A respeito das investigações sobre a morte de Maxciel, Maria diz saber muito pouco. Ela chegou a prestar depoimento à Polícia Federal no dia seguinte ao crime. Depois disso, só voltou a ser procurada pela corporação no ano passado. Um agente pediu que ela prestasse um novo depoimento, mas ela disse não ter forças para reviver aquele momento.
Servidor rígido
Maxciel deixou de ser um servidor da Funai durante o governo Temer, quando medidas administrativas o tornaram apenas um colaborador do órgão. De acordo com fontes ligadas à Funai ouvidas pela Agência Pública, Maxciel era um servidor rígido no serviço. O ex-militar, que anteriomente havia servido à Aeronáutica, chegou a ser cotado para coordenador da Frente de Proteção Etnoambiental por influência, inclusive, de Bruno Pereira, o indigenista desaparecido, de quem era amigo.
Ele atuou durante anos como Chefe do Serviço de Gestão Ambiental na Frente de Proteção, o setor responsável pela parte operacional das ações de fiscalização. “Ele era odiado pelos pescadores do Rio Ituí, do Curuçá, fez ações nessa terra indígena todinha. Era um cara bem conhecido na região.
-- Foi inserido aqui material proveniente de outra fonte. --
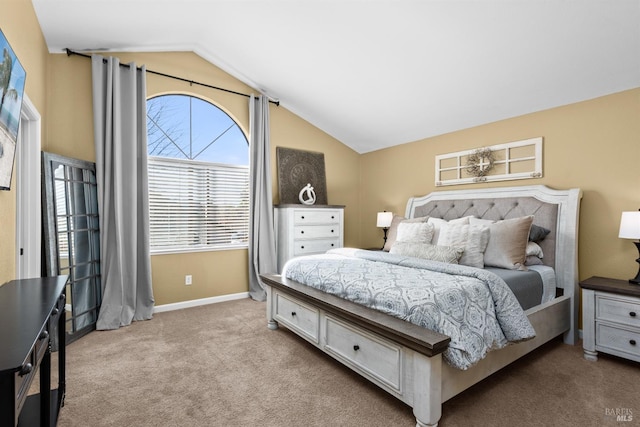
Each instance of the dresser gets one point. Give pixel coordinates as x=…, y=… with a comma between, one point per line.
x=31, y=318
x=305, y=230
x=610, y=318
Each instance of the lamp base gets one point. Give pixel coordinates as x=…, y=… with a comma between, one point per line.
x=385, y=241
x=636, y=280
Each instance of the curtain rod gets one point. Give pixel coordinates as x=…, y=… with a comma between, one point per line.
x=191, y=82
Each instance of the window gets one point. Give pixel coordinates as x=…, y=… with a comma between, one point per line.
x=198, y=176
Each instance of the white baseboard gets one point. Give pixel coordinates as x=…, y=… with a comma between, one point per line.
x=198, y=302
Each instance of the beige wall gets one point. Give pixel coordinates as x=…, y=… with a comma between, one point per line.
x=214, y=273
x=593, y=145
x=20, y=26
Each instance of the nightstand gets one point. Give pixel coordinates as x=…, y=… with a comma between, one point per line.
x=610, y=318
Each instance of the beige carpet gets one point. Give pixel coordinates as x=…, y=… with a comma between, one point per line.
x=219, y=365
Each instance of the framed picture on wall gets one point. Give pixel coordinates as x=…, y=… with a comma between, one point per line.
x=12, y=79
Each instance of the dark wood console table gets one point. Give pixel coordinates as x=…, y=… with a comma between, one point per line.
x=30, y=310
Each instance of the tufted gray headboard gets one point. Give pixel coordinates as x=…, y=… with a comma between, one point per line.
x=556, y=210
x=545, y=214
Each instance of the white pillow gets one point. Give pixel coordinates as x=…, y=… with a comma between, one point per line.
x=393, y=229
x=437, y=222
x=427, y=251
x=416, y=232
x=534, y=249
x=473, y=238
x=507, y=242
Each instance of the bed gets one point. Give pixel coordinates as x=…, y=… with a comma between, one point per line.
x=408, y=360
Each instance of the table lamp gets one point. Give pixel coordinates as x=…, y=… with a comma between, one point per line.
x=384, y=222
x=630, y=229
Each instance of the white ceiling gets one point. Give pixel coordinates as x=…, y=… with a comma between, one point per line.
x=379, y=73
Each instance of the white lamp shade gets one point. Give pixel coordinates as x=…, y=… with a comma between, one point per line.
x=630, y=225
x=384, y=219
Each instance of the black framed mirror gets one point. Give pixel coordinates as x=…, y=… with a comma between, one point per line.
x=72, y=237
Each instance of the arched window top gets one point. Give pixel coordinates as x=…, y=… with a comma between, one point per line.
x=189, y=128
x=198, y=173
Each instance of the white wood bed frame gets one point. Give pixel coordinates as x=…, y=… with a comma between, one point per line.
x=423, y=381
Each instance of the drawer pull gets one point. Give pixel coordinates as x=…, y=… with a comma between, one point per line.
x=26, y=369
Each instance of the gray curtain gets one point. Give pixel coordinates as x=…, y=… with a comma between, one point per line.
x=120, y=136
x=262, y=249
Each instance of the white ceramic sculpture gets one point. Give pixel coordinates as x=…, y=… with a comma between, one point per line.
x=307, y=196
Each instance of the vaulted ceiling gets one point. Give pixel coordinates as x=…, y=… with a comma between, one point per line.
x=379, y=73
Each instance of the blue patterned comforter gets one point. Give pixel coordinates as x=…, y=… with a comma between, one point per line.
x=474, y=307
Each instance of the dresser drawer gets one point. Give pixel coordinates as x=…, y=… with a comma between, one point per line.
x=298, y=316
x=315, y=231
x=372, y=356
x=618, y=309
x=316, y=216
x=618, y=339
x=308, y=247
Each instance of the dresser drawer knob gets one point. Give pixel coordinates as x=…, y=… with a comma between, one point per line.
x=26, y=369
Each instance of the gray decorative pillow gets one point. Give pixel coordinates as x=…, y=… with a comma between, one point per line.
x=473, y=238
x=446, y=254
x=437, y=223
x=508, y=243
x=533, y=260
x=393, y=229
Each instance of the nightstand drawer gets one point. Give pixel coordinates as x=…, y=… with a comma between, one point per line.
x=618, y=309
x=618, y=339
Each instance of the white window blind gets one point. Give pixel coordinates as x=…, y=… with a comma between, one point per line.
x=197, y=206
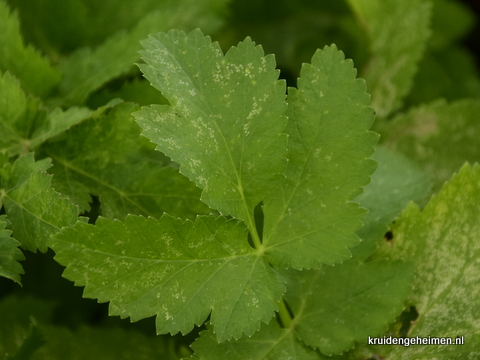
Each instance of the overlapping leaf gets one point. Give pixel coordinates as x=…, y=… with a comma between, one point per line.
x=10, y=254
x=270, y=343
x=224, y=122
x=36, y=74
x=179, y=271
x=34, y=209
x=330, y=304
x=308, y=219
x=329, y=308
x=395, y=182
x=24, y=124
x=105, y=156
x=443, y=239
x=392, y=68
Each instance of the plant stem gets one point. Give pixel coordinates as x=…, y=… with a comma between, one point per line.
x=284, y=314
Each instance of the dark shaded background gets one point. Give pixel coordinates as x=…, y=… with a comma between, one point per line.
x=473, y=40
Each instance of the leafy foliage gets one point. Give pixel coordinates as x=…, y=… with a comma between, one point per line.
x=252, y=220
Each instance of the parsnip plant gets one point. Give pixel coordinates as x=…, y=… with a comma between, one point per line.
x=250, y=219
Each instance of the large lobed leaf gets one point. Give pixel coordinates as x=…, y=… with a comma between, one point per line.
x=179, y=271
x=443, y=241
x=309, y=219
x=337, y=306
x=271, y=343
x=105, y=156
x=225, y=118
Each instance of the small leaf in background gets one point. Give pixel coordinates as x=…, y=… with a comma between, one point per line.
x=443, y=241
x=36, y=75
x=187, y=270
x=439, y=136
x=105, y=156
x=87, y=69
x=24, y=124
x=10, y=254
x=392, y=68
x=309, y=219
x=28, y=331
x=225, y=120
x=395, y=183
x=34, y=209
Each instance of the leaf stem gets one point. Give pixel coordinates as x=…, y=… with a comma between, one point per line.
x=254, y=233
x=284, y=314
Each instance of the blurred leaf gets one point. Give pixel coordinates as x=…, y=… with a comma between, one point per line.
x=34, y=71
x=10, y=254
x=25, y=124
x=391, y=69
x=34, y=209
x=439, y=136
x=443, y=242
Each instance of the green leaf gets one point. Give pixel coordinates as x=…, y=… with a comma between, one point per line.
x=187, y=270
x=309, y=219
x=105, y=156
x=27, y=332
x=391, y=69
x=395, y=182
x=34, y=209
x=439, y=136
x=10, y=254
x=270, y=343
x=86, y=70
x=451, y=20
x=35, y=73
x=23, y=122
x=224, y=122
x=336, y=306
x=449, y=73
x=443, y=240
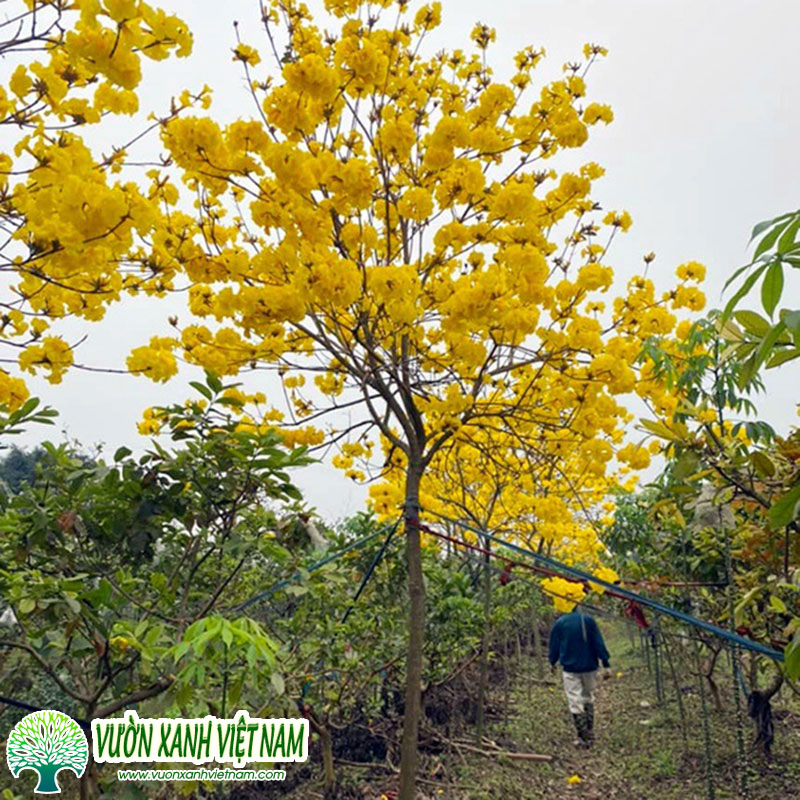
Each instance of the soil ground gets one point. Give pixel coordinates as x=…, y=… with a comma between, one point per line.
x=639, y=753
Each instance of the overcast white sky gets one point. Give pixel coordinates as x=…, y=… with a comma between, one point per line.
x=703, y=146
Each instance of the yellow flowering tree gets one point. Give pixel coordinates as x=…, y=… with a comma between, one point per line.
x=389, y=234
x=74, y=237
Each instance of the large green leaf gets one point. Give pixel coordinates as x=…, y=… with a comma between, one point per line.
x=783, y=511
x=792, y=658
x=772, y=287
x=752, y=322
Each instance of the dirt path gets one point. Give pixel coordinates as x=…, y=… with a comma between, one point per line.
x=639, y=751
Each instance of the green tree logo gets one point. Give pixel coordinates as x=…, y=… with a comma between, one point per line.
x=47, y=741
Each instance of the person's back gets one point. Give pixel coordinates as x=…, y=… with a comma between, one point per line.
x=576, y=642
Deu muito prejuízo para os pescadores ilegais”, recorda um servidor da Funai, também ouvido sob anonimato.
Questionado sobre uma possível relação da morte do indigenista com essas ações de fiscalização, Almério Alves Vadique, o “Kel”, integrante do Cimi (Conselho Indigenista Missionário), ex-servidor da Funai, e amigo de Max não tem dúvidas: “Com certeza. Porque já tinham falado na rua aqui que iam matar ele”, revela. A irritação dos pescadores com Maxciel, e mesmo com Bruno Pereira deve-se, em parte, à destruição de equipamentos em áreas protegidas, uma reclamação comum de infratores ambientais contra servidores da área socioambiental.